Figure 3. Effects of mutant proteins on RNA binding activity.

(A, B) Electrophoretic mobility shift assay. The 5′ end labeled p-BR13 (0.5 pmol) was incubated with increasing concentrations of purified wild-type N-Rne or Q36R or Y25A mutant protein in 20 µl of EMSA buffer, incubated on ice (A) or at room temperature (B) for 10 min, and analyzed by 12% nondenaturing PAGE. Binding constants were calculated based on slopes calculated from the graph. To avoid induction of RNA cleavage, Mg²⁺ was omitted from the EMSA reactions. (C) UV crosslinking of N-Rne-wt, N-Rne-Q36R and N-Rne-Y25A to p-BR13. Two pmol of p-BR13 was incubated with 100 pmol of N-wild-type Rne, Q36R or Y25A mutant protein in 20 µl of crosslinking buffer and exposed to UV light for 30 min. Samples were loaded onto 10% polyacrylamide gels (lanes 2, 5, 8) and samples in the absence of p-BR13 (lane 1, 4, 7) or UV irradiation (lanes 3, 6, 9) were also loaded as controls. The gel was stained with Coomassie brilliant blue and dried. The radioactivity in each band was detected using a phosphorimager and OptiQuant software. The number of crosslinked p-BR13 per pmol of protein was calculated.

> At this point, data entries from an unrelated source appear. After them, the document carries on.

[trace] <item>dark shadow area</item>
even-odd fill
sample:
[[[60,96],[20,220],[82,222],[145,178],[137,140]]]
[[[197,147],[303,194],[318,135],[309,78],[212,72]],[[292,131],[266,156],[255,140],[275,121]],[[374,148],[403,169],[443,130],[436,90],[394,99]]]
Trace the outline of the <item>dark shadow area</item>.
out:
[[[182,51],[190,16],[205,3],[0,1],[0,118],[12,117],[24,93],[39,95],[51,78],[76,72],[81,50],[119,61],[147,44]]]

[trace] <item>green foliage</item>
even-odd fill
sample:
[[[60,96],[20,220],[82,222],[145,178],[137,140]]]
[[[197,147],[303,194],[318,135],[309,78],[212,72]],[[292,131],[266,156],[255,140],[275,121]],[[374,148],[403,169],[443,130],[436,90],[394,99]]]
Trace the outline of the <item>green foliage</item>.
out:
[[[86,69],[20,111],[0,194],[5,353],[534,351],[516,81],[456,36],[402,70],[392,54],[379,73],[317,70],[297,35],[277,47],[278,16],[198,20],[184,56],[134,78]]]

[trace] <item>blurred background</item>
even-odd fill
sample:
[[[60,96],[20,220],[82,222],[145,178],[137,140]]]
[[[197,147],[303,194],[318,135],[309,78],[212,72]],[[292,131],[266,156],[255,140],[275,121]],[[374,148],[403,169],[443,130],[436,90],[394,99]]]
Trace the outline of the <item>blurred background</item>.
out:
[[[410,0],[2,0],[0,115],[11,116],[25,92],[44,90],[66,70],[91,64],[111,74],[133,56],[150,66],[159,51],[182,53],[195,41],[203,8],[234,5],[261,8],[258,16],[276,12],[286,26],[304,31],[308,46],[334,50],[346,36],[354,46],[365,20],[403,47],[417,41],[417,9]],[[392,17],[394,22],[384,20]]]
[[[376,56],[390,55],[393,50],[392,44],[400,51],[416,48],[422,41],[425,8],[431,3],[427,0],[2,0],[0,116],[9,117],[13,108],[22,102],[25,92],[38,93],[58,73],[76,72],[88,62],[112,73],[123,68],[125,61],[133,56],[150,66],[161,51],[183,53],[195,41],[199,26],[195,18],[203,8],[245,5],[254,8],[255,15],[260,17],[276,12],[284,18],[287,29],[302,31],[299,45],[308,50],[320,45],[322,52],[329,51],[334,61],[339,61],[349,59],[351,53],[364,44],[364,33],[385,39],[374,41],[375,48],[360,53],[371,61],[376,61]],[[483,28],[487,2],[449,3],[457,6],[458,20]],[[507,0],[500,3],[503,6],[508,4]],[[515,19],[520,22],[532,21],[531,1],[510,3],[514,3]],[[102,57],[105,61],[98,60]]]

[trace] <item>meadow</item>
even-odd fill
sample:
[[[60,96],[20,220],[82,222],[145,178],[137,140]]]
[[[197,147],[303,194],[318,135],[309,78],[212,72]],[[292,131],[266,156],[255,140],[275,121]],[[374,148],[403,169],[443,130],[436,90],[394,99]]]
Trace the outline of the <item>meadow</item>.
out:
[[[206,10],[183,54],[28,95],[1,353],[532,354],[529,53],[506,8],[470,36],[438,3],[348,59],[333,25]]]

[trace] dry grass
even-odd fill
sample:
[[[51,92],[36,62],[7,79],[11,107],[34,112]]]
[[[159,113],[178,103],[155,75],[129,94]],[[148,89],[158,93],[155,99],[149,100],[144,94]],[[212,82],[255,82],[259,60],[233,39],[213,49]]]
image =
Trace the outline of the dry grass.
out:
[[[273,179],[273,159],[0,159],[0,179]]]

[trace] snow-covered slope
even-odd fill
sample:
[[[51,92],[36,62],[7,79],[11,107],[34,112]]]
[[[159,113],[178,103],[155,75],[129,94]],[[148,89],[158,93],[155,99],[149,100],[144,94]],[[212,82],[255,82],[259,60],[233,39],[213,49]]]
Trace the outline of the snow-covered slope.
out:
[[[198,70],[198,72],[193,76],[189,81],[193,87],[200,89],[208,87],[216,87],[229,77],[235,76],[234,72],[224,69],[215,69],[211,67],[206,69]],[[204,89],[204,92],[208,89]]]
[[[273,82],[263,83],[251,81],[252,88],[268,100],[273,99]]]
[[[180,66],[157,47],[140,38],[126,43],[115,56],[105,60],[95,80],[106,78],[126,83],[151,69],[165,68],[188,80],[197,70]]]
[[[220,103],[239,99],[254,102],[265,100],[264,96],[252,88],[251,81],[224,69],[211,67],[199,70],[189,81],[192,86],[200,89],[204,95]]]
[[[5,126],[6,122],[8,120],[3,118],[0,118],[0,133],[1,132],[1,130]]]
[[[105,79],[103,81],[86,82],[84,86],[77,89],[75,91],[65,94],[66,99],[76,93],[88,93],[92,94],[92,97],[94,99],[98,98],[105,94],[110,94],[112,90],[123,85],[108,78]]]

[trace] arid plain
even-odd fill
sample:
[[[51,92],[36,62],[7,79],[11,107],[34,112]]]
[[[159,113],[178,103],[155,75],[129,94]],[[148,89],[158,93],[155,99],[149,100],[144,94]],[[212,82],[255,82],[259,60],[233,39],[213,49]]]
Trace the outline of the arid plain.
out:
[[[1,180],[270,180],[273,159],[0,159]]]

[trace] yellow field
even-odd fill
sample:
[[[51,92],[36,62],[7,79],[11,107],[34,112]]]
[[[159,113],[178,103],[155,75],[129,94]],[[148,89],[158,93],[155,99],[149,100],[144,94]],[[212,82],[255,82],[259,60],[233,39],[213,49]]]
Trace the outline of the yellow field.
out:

Figure 4. Mass spectrometry analysis of wild-type and mutant N-Rne proteins obtained from UV-crosslinking.

(A) Partial peptide sequence of the wild-type N-Rne showing the regions of an internal standard (IS) sequence and nucleoside-bound peptides, denoted as R, P, and M sites, corresponding to an uncompetitive site (a.a. 26–37), a catalytic site (a.a. 65–71) and an allosteric site (a.a. 427–433), respectively. (B) Extracted ion chromatograms (XICs: panels a, c and e) and corrected PSM levels (panels b, d and f) of nucleoside-bound peptides and their parent peptides of wild-type N-Rne (a and b) and Q36R (c and d) and Y25A (e and f) mutants. Nucleoside-bound peptide peaks in the XICs are denoted with asterisks to the right of the symbols, R, P, and M, corresponding to the trypsin/chymotrypsin-digested peptides, ²⁶DLDIESPGHEQK³⁷, ⁶⁵HGFLPLK⁷¹, and ⁴²⁷LIEEEALK⁴³³, respectively, in the sequence of the wild-type N-Rne. The Y25A and Q36R mutants replace the R sequence with ²⁴LADLDIESPGHEQK³⁷ and ²⁶DLDIESPGHER³⁶, respectively. In the right panels, the numbers of peptide spectrum matches (PSMs) of the parental and nucleoside-bound peptides are shown in parentheses above the black and gray bars of the corrected PSM levels. The relative levels of internal standard (IS), ¹⁶VALVDGQR²³, are expressed as 100 and one unit for the calculation of relative intensity of XIC and correction of PSM levels, respectively. Tandem mass spectrometry data are given in Table S1 and Figure S2 in File S1.